The association between HPV infection and clinical outcomes following concurrent chemoradiation is not as well described. In a study of Taiwanese women by Wang et al. [32], 270 patients (26.7 %) underwent combined chemoradiation therapy. A significant association between HPV subtype (categorized as alpha-7 associated, alpha-9 associated, mixed and HPV-negative) and CSS was found. By comparison, in our study of 68 available specimens from a largely Caucasian patient cohort, there was a borderline significant association between HPV subgroup (alpha-7 and HPV-negative versus alpha-9 and mixed) in the univariable analysis (p = 0.05). This association was not statistically significant when accounting for other known prognostic variables (p = 0.11). Whilst the follow-up in this cohort was long at a median of 5.19 years, the power of our study was limited by the lower proportion of patients with viable DNA extracted (68 of 105) available for HPV subgroup analysis. A further weakness of this study was the variability in timing of posttherapy FDG PET (median 4.9 months). This reflected a change in practice at our institution from ordering posttherapy FDG PET from 3 to 4 months after therapy to 6 months after therapy during the study period.
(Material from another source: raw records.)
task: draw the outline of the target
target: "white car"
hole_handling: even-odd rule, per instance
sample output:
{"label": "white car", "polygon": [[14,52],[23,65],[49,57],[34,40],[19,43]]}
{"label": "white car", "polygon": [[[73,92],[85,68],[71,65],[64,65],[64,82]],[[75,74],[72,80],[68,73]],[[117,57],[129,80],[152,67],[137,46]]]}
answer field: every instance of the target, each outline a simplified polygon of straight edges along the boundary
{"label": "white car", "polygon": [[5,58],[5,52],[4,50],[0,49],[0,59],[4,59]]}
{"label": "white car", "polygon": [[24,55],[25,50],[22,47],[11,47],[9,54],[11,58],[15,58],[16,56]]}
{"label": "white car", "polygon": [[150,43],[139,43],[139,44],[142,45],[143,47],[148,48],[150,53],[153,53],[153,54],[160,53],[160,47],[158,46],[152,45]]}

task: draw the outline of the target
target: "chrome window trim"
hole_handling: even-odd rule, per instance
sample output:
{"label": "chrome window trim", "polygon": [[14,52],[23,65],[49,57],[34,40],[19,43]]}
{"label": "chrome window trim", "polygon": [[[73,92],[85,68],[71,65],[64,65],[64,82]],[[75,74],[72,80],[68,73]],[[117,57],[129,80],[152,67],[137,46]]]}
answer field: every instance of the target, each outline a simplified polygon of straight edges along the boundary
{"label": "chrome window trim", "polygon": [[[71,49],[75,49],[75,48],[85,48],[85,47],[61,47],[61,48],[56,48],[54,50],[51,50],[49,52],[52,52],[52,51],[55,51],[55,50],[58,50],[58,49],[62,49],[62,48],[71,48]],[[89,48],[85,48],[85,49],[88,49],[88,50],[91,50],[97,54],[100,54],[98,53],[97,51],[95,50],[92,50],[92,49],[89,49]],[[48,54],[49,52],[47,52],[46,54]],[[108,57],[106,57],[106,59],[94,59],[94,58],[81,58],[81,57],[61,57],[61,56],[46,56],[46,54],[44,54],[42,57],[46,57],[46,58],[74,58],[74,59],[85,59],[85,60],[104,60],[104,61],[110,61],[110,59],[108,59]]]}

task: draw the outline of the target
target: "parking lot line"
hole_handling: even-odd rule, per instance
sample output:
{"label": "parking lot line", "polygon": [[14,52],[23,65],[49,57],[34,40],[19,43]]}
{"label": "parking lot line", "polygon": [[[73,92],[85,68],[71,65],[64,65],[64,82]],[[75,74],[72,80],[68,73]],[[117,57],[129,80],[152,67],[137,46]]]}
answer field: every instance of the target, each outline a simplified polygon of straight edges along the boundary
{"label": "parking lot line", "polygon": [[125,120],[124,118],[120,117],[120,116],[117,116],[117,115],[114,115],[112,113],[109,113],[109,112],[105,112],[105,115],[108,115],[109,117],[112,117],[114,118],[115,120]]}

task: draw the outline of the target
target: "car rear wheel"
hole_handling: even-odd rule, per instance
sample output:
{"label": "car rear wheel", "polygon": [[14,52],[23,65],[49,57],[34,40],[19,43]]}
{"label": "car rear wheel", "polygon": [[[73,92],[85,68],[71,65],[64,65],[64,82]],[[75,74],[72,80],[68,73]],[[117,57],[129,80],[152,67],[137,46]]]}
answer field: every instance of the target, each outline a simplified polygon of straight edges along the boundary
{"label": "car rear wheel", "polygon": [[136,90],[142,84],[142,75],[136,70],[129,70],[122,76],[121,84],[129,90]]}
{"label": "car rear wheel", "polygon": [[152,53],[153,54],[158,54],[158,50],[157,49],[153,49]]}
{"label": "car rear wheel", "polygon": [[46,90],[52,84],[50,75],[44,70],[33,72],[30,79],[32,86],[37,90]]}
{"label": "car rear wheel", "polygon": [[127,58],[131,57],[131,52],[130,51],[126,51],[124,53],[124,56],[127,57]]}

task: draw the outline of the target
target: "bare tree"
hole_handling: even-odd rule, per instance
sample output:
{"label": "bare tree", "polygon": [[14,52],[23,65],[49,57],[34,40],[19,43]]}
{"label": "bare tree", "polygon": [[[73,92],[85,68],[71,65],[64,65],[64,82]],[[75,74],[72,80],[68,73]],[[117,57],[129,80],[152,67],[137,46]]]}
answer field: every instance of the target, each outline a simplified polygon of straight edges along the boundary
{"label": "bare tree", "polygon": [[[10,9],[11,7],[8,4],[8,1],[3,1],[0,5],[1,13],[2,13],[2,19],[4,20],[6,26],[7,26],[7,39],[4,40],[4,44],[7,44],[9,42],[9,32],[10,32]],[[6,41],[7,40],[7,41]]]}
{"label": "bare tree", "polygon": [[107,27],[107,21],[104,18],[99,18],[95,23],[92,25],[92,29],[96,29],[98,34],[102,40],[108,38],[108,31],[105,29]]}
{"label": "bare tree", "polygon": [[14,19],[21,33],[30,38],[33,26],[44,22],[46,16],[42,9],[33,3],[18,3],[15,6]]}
We hypothesize that this strategy may have reduced the likelihood of false-positive findings by ensuring adequate time for resolution of metabolic activity, and may have reduced false-negative findings by allowing time for population of micrometastatic disease to within the limits of PET spatial resolution.

Conclusion

We present 5-year outcomes in a prospectively collected cohort of patients with locally advanced cervical cancer undergoing a homogeneous work-up and treatment in a single institution. Posttherapy CMR on FDG PET/CT scanning was a powerful factor predicting patient survival both after initial definitive and after salvage radiation therapy. In our cohort HPV infection subtype was not an independent factor for predicting survival in multivariable analysis. Further investigation of the association between HPV infection status and outcome in larger cohorts of women from western populations is warranted.